Undermajordomo Minor
- Cover of first edition (Canada)
- Author: Patrick deWitt
- Audio read by: Simon Prebble
- Cover artist: Dan Stiles
- Language: English
- Publisher: House of Anansi Press
- Publication date: September 5, 2015 (hardcover)
- Publication place: Canada
- Media type: Print (hardcover and paperback), e-book, audio
- Pages: 352 (hardcover)
- ISBN: 978-1-77089-414-3 (hardcover)
- OCLC: 907967739

= Undermajordomo Minor =

2015 novel by Patrick deWitt

Undermajordomo Minor is a 2015 novel by Canadian-born author Patrick deWitt.
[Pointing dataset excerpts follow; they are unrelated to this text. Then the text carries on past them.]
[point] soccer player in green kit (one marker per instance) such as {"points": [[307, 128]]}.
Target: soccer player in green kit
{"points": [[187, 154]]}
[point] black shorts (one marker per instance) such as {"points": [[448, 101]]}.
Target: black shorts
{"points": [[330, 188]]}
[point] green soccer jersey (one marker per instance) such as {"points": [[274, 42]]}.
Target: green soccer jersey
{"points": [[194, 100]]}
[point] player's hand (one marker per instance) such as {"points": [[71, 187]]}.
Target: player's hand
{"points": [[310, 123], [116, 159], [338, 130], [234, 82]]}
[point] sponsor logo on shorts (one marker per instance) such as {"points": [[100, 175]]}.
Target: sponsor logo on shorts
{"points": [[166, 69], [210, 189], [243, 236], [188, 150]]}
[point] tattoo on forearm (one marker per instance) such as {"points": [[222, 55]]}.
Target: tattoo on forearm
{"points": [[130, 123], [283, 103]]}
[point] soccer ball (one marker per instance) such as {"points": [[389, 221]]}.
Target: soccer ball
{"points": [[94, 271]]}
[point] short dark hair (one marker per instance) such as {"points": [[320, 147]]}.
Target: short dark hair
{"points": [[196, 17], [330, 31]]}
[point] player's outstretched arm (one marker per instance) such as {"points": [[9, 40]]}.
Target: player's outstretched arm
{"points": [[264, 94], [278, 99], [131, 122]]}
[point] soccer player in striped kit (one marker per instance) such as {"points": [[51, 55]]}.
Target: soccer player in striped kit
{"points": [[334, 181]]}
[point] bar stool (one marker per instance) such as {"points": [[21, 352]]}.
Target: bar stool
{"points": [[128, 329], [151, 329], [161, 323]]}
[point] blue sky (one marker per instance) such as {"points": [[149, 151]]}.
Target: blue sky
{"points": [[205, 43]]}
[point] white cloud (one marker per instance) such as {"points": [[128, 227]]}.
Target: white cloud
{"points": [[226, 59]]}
It is his third novel and was published by House of Anansi Press on September 5, 2015. The novel is a gothic fable set in an unspecified time and location that has been compared to 19th-century Central and Eastern Europe.

It was longlisted for the 2015 Scotiabank Giller Prize. Sophie Voillot's French translation was a finalist for the 2017 Governor General's Award for English to French translation.

==Influences==
Patrick deWitt credits numerous writers and artists in the novel's acknowledgements as his influences while writing the book, including Thomas Bernhard, Ivy Compton-Burnett, Italo Calvino, Dennis Cooper, Robert Coover, Roald Dahl, J. P. Donleavy, C.F., Knut Hamsun, Sammy Harkham, Werner Herzog, Bohumil Hrabal, Shirley Jackson, Pär Lagerkvist, Harry Mathews, Steven Millhauser, Jean Rhys, Robert Walser, and Eudora Welty.

==Publication==
Undermajordomo Minor was published on September 3, 2015, in the United Kingdom (Granta Books), September 5, 2015 in Canada (House of Anansi Press), and on September 15, 2015, in the United States (Ecco Press). Dan Stiles made the cover artwork for the UK and Canada editions, and Sara Wood made the US edition cover art.

==Reception==
In his review for The New York Times, author Daniel Handler praised deWitt for subverting genres in the novel and wrote that it "offers the same delights as the fairy tales and adventure stories it takes on".

Colin Dwyer of NPR also praised deWitt's genre blending and the character of Lucien Minor for giving the novel a "genuine earnestness", but criticized the novel's pacing for being rushed.

Writing for The Guardian, novelist Liz Jensen felt elements of the novel's plot were often predictable and criticized the protagonist Lucy for lacking the "complexity and nuance" of Eli from The Sisters Brothers, but nonetheless praised the success of the novel's backdrop and deWitt's "frolicsome chain of intrigues".

In his review for The Washington Post, author Glen David Gold criticized the novel's narrative for not having the "nimbleness" of other similar folk tales which also experimented with structure, but concluded his review with praise for the protagonist and the world conjured by deWitt.

Steve Nathans-Kelly of Paste gave the novel an 8.5 out of 10 rating, writing, "deWitt has somehow created a fable in which the comic narrative voice is impossibly accomplished, and nearly every word is funny."

Chris Feliciano Arnold of the SFGate felt the novel's characters lacked the "emotional weight" of those in The Sisters Brothers.

==Film adaptation==
In October 2016, director Kelly Reichardt revealed that for her next film she would be collaborating with author DeWitt in an adaptation of Undermajordomo Minor, which could possibly be shot outside of the U.S. In October 2018, it was announced Reichardt had put Undermajordomo Minor on hold and would instead reunite with Jon Raymond to direct First Cow, an adaptation of his novel The Half-Life.